Когда три приятеля нагнали монахов, Аллейн услышал погребальную песнь, которую пел избивающий, в конце каждой строки опуская тяжелую веревку на спину избиваемого, а стоны страдальца как бы вторили этой песне. Она была на старофранцузском языке и звучала примерно так:

Or avant, entre nous tous frères

Battons nos charognes bien fort

En remembrant la grant misère

De Dieu et sa piteuse mort,

Qui fut pris en la gent amère

Et vendus et trais à tort

Et bastu sa chair, vierge et dère

Au nom de ce battons plus fort[107].

В конце веревка переходила в руки другого флагелланта, и все начиналось сначала.

— Право же, преподобные отцы, вы сегодня уже достаточно отхлестали друг друга, — сказал лучник по-французски, когда они поравнялись с монахами. — Вся дорога в крови, точно прилавок мясника на ярмарке святого Мартина. Зачем вы так себя истязаете?

— C'est pour vos péchés — pour vos péchés[108], — прогудели монахи, посмотрели на путников печальными, тусклыми глазами, а затем продолжали свой кровавый труд, невзирая на обращенные к ним просьбы и уговоры.

Видя, что все увещания ни к чему не приводят, трое друзей поспешили дальше, предоставив этим странным путникам выполнять свою тяжелую задачу.

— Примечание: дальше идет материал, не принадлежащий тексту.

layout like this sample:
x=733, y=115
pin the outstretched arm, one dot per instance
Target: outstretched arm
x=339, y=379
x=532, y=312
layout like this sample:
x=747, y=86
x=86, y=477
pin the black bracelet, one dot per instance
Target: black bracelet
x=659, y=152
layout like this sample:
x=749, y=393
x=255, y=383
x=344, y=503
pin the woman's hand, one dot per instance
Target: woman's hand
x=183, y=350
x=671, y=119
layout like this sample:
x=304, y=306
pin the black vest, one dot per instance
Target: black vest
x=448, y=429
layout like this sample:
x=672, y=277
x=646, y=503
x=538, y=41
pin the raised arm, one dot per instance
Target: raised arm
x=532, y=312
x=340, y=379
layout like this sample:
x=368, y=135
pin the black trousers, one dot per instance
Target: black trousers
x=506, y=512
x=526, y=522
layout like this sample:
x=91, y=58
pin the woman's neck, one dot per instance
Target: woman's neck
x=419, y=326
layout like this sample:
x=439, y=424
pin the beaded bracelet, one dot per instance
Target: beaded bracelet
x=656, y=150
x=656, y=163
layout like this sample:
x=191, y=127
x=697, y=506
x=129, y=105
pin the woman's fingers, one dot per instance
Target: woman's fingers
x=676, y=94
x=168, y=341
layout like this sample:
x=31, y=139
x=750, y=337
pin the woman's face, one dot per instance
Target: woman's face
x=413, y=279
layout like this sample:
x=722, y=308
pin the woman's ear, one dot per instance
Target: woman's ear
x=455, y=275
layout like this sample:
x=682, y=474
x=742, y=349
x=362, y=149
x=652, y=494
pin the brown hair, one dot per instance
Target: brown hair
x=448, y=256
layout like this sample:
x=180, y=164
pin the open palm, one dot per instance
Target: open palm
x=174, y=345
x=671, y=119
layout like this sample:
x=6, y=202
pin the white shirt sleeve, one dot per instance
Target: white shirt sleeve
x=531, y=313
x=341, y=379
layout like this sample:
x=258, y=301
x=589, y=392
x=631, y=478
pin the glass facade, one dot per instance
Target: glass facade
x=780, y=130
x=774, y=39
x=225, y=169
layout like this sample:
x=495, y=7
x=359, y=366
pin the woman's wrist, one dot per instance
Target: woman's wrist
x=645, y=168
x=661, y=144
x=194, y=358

— Боже мой! — воскликнул лучник. — Да если собрать всю кровь, которую я пролил во Франции, так наберется целый бочонок, но вся она была пролита в горячем бою, и я бы еще очень подумал, стоит ли терять ее капля по капле, как эти монахи. Клянусь эфесом, наш юноша побелел, как пикардийский сыр. Что с тобой, mon cher[109]?

— Ничего, — ответил Аллейн. — Просто я жил слишком спокойно и не привык к подобным зрелищам.

— Ma foi[110]! — воскликнул тот. — Никогда не видел человека, столь сильного в речах и столь слабого сердцем.

— Ошибаешься, друг, — возразил Большой Джон, — это не слабость, я хорошо знаю его: у него сердце не менее мужественное, чем у тебя или у меня, но в башке у него побольше, чем будет когда-нибудь в твоем котелке, поэтому он во многое проникает глубже, чем мы с тобой, и оно гнетет его сильнее, чем нас.

— Конечно, каждому тяжело смотреть на этакое зрелище, — сказал Аллейн, — видеть, как эти праведные люди, сами не совершившие никакого греха, страдают за чужие грехи. Они святые, если в наше время еще можно назвать кого-нибудь этим высоким словом.

— А я так ни во что не ставлю их занятие! — воскликнул Хордл Джон. — Ну кто стал лучше от их воя и бичеваний? Когда они не истязают себя, они, ручаюсь, такие же, как все монахи. Пусть не били бы себя да выбили бы из сердца гордыню.

— Клянусь тремя царями, в том, что ты говоришь, есть смысл, — заметил лучник. — Кроме того, будь я Bon Dieu[111], мне, по-моему, едва ли доставило бы удовольствие видеть, как этот бедняга срывает себе мясо с костей, и я решил бы, что, наверное, он очень плохого мнения обо мне, если думает мне угодить истязаниями, точно начальник военной полиции. Нет, клянусь эфесом! Я бы с гораздо большим удовольствием посмотрел на какого-нибудь веселого лучника, который никогда не обидит поверженного врага и никогда не побоится здорового и сильного.

— Вы, конечно, не имеете в виду ничего греховного, — отозвался Аллейн. — И если речи ваши несдержанны, то не мне судить вас. Но разве вы не видите, что в этом мире есть враги, кроме французов, и тем больше славы тому, кто победит их? Разве для рыцаря или оруженосца тот день, когда он на турнире возьмет верх над семерыми, не будет днем гордости и торжества? А мы здесь на турнире жизни, и против нас выступает семь черных врагов: сэр Гордыня, сэр Алчность, сэр Обжорство, сэр Блуд, сэр Гнев, сэр Зависть и сэр Леность. Пусть человек победит этих семерых, и он получит первый приз из рук нежнейшей царицы красоты — может быть, от самой девы Марии. Вот ради чего эти люди умерщвляют свою плоть, а также — чтобы подать пример тем из нас, кто слишком себя изнеживает. Повторю еще раз: они святые, божьи святые, и я склоняю голову перед ними.

— Очень хорошо сказано, mon petit, — ответил лучник. — Я не слышал более справедливых слов с тех пор, как умер старик Дон Бертран, а был он одно время капелланом Белого отряда. Очень храбрый был человек, но во время битвы при Бринье его проткнул насквозь солдат из Эно. За это, когда мы прибыли в Авиньон, к его святейшеству папе, того солдата отлучили от церкви; но так как мы не знали ни его имени, ни кто он, а только одно: что был под ним серый в яблоках конь, боюсь, не постигло ли отлучение кого-то другого.